I've seen so many productions at this theatre. I've been in a show there. You can find me in a picture from that production. It hangs on the walls alongside photos from years--decades--past. I saw people I acted with in the audience. I saw people I taught, people I teach with, people from my church, and people from other productions with a rare night off.
The show, based on the featherweight 80s movie, leans into its campy lightheartedness. Clio (they pronounced it kleye-oh), Muse of History, descends to earth to help a young artist realize his dream of a roller disco that also has theatre and dance and sports and magic, etc.
Much of the plot revolves around revitalizing an old abandoned theatre space. The owner had himself been visited by Clio nearly forty years prior, initially inspired but then backing away from his dream. Many lines concerned what they could do to save this precious space where art happens.
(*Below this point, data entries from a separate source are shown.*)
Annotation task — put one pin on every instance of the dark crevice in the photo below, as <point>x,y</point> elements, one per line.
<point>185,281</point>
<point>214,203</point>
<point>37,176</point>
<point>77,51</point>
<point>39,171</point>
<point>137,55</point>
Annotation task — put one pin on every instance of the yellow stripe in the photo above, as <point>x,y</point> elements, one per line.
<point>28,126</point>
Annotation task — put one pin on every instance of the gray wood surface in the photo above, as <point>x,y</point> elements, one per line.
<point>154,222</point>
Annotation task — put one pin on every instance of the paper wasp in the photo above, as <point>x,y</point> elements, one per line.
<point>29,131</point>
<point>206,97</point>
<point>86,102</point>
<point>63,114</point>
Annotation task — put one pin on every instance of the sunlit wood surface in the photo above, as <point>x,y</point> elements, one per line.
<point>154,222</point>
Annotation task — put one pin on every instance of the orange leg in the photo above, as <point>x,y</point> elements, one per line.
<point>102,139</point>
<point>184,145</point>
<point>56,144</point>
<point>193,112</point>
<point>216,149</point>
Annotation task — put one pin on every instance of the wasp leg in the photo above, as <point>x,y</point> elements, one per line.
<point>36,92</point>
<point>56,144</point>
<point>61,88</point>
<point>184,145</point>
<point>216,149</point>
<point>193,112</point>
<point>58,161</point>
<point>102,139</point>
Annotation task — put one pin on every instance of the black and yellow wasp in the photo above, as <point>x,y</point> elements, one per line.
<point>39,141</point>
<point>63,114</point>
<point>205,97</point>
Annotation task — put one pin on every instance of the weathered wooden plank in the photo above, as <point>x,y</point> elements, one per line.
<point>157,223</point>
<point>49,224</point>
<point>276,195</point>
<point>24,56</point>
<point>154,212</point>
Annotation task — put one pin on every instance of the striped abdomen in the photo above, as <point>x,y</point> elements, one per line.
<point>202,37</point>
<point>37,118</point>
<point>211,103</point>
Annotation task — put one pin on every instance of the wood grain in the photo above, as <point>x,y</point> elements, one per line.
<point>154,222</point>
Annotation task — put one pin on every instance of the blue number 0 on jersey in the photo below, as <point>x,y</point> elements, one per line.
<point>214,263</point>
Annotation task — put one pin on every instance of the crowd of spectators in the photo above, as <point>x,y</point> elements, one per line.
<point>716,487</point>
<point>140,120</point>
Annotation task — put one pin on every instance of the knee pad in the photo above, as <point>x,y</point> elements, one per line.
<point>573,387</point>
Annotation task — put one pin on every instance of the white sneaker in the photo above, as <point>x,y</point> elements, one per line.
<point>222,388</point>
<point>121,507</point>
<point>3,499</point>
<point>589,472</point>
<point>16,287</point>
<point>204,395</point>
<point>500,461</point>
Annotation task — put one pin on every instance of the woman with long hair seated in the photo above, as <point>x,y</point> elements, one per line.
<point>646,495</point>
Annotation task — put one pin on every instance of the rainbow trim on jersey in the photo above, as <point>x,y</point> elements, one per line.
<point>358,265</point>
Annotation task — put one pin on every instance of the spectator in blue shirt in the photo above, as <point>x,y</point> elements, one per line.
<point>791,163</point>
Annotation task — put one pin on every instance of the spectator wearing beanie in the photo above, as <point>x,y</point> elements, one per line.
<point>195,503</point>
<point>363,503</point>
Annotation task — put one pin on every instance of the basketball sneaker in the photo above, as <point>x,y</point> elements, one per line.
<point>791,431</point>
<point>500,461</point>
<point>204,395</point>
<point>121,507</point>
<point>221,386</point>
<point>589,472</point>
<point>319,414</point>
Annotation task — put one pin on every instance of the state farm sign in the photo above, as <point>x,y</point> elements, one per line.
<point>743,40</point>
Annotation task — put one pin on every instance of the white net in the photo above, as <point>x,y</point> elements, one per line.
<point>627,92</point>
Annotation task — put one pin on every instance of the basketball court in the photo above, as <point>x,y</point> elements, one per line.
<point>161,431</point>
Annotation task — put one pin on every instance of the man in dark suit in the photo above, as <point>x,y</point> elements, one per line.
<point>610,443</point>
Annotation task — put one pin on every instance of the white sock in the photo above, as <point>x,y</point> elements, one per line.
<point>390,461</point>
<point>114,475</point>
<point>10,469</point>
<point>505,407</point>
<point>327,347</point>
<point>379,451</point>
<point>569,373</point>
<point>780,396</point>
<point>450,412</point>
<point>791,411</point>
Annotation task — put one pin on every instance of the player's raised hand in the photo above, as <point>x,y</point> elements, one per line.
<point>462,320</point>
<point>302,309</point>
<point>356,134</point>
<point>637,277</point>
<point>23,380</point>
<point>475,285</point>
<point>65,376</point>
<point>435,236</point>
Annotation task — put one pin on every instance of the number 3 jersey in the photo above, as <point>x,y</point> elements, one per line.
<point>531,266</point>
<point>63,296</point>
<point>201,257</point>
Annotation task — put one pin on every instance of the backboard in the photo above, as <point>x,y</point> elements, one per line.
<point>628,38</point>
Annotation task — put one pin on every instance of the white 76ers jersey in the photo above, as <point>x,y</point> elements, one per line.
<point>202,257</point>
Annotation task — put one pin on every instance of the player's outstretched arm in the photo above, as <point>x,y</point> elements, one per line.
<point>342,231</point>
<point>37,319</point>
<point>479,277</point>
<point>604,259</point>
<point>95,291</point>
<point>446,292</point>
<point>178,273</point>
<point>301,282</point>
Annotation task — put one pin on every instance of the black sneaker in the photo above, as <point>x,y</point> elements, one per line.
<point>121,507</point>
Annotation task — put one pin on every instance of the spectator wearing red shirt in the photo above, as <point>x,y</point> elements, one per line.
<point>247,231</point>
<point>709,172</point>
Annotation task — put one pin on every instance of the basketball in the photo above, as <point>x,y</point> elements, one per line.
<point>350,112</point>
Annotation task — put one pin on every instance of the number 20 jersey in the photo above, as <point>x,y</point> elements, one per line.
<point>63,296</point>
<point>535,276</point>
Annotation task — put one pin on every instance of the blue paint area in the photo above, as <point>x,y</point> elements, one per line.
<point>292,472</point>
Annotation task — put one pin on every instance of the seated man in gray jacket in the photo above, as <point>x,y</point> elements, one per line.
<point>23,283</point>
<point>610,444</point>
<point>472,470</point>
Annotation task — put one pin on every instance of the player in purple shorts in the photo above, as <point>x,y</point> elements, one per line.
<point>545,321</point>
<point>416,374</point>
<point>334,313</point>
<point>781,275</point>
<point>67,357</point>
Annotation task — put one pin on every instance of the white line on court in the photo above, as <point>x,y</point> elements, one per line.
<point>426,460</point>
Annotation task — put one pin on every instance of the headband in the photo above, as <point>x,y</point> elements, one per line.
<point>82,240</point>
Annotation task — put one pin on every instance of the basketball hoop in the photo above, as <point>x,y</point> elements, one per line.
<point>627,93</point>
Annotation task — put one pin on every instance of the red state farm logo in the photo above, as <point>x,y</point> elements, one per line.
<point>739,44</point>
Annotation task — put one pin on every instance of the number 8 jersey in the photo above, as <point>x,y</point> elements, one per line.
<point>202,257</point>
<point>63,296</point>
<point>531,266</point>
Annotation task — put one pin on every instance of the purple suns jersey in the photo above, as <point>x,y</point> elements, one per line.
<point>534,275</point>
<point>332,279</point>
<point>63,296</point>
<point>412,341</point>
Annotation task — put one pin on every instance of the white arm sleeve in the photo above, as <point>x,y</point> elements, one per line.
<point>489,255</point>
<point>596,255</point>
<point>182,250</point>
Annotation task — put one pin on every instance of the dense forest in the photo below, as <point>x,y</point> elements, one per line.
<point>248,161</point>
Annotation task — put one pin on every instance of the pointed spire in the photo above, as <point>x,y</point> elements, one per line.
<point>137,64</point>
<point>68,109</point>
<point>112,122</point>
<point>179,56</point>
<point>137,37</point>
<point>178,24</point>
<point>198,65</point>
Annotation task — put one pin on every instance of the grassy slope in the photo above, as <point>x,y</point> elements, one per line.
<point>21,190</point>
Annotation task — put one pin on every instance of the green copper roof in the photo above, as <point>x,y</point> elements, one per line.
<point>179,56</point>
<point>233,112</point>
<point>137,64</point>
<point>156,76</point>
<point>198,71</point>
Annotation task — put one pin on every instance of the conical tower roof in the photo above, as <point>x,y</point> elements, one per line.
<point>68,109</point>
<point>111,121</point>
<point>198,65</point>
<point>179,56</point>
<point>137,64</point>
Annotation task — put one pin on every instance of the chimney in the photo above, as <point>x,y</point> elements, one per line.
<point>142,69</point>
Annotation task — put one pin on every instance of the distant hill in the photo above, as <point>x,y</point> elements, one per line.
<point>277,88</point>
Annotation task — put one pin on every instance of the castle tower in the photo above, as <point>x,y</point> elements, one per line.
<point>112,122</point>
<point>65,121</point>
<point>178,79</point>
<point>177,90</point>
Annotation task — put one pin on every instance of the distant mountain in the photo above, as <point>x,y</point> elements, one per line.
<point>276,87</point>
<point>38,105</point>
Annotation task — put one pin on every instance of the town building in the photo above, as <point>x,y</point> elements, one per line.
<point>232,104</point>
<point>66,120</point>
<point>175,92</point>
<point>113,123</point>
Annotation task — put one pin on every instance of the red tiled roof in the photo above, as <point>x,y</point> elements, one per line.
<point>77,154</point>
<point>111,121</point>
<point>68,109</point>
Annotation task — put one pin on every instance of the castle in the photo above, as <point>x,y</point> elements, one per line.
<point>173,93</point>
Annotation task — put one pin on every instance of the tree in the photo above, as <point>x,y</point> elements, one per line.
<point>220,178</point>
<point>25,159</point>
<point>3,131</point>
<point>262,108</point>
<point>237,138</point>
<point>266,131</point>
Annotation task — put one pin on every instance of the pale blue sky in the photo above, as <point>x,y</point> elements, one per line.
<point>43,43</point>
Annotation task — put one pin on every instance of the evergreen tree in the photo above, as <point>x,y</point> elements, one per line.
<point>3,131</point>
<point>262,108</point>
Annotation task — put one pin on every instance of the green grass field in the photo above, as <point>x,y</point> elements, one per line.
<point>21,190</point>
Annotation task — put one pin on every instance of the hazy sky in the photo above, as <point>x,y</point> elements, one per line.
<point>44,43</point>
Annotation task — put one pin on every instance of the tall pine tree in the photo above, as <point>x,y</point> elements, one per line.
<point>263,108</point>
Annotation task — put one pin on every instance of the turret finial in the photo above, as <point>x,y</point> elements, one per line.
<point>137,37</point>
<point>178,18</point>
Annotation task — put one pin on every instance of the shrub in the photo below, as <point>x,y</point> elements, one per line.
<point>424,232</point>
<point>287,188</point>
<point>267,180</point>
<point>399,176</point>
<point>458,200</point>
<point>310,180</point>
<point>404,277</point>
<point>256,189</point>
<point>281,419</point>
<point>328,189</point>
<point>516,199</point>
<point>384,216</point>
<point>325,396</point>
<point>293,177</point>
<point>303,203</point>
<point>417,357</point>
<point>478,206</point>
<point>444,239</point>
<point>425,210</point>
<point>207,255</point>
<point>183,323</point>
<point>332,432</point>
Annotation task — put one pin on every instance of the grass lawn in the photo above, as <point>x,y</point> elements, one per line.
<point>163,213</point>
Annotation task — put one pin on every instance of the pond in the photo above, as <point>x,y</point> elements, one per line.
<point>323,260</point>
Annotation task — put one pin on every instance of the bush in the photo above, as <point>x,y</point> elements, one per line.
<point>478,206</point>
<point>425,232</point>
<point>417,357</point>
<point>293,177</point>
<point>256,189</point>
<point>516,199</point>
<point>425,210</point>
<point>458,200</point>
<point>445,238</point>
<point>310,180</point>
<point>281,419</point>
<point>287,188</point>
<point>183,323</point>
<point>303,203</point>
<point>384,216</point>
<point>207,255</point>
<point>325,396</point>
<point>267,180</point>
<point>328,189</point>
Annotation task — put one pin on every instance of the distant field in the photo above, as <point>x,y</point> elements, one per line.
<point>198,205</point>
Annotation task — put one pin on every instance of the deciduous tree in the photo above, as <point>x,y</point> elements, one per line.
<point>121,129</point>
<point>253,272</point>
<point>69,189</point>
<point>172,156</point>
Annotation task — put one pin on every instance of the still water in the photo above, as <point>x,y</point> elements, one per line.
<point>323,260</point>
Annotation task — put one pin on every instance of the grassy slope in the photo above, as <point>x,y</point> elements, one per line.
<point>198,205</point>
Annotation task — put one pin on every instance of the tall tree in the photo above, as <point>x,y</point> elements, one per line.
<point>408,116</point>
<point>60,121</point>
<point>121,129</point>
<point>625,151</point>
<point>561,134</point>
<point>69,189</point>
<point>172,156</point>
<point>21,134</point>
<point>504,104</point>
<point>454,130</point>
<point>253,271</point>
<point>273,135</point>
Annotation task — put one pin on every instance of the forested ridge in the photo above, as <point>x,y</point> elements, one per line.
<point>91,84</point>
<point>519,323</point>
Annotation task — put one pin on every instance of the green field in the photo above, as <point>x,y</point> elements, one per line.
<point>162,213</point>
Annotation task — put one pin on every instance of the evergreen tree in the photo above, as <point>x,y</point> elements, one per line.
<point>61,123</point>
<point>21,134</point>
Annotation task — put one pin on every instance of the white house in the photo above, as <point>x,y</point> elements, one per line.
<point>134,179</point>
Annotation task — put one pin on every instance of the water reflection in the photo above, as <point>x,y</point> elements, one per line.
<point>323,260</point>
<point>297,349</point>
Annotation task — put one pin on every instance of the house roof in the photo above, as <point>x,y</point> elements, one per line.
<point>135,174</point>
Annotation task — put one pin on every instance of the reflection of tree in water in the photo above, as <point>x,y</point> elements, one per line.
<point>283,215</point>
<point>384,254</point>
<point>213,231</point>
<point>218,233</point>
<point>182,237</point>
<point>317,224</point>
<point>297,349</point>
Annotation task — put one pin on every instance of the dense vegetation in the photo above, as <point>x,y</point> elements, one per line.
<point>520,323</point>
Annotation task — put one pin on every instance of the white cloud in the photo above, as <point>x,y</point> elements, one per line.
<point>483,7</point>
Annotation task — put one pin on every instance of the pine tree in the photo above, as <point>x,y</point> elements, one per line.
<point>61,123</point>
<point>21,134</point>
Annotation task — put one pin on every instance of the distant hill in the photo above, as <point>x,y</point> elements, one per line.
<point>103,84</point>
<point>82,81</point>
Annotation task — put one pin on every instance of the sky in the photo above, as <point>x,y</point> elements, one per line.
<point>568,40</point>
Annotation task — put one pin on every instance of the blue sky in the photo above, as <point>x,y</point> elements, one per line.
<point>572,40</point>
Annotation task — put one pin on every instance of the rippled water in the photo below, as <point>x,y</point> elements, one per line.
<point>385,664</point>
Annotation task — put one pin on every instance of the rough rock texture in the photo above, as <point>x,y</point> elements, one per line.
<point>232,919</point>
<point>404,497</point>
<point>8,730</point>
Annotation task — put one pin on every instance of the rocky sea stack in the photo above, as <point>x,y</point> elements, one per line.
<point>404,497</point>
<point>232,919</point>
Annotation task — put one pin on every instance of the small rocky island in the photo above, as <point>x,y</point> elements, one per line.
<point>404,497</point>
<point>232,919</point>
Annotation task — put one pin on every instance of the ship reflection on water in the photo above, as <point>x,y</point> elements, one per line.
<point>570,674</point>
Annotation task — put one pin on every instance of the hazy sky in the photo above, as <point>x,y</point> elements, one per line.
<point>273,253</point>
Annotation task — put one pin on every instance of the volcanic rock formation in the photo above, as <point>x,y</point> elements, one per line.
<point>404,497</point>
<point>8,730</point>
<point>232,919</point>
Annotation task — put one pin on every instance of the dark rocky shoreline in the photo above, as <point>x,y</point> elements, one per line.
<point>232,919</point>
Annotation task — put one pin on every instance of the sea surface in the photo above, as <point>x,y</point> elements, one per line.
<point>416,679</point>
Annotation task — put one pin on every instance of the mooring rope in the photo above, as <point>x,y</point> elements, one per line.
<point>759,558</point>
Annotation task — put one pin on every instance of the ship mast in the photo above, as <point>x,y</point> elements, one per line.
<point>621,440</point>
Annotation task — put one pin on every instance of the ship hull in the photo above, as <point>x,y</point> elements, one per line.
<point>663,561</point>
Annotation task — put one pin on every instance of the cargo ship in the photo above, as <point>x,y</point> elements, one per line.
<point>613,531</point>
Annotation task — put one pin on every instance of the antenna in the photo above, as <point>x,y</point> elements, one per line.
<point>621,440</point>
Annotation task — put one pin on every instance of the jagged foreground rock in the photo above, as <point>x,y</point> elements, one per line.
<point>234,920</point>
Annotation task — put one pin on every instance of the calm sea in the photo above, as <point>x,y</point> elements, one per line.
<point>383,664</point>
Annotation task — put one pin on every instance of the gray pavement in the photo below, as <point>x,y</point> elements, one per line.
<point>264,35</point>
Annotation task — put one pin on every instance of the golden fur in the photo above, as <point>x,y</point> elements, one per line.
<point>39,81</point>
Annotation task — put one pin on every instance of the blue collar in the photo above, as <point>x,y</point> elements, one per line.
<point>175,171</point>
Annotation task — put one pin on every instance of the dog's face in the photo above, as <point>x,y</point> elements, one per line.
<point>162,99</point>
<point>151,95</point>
And then they'd shift into one of many lesser-known 80s hits, usually with a self-aware metatheaticality.
But beneath the silliness and the energetic cast, the lines about abandoned theatres and jokes about artistic inspiration disappearing from earth after 1980 landed differently.
This theatre had its share of excellent performances as well as many "good try, ya'll!" productions. But its value was never as a source of Great Art. Instead, it really did what the best community theatres do--putting people in touch with Some Art in ways that feel more entertaining than obligatory. Seats fill up for musicals, and standing ovations are the norm. Everyone on stage seems excited to be there. Everyone in the audience seems eager to see and laugh and clap.
It's a living theatre space.
I don't know what comes next. So much love and sweat and energy and spirit haunt that place. It feels wrong for a lifetime's worth of of theatre to end so abruptly.
The cast looked like they were having the time of their lives, soaking up the well-earned guffaws at their jokes and the giggles at technical malfunctions (e.g., the projection system crashing) with equal good faith. I laughed, too.
And I may yet shed a tear. RIP, TBR. Thanks for all the art you produced.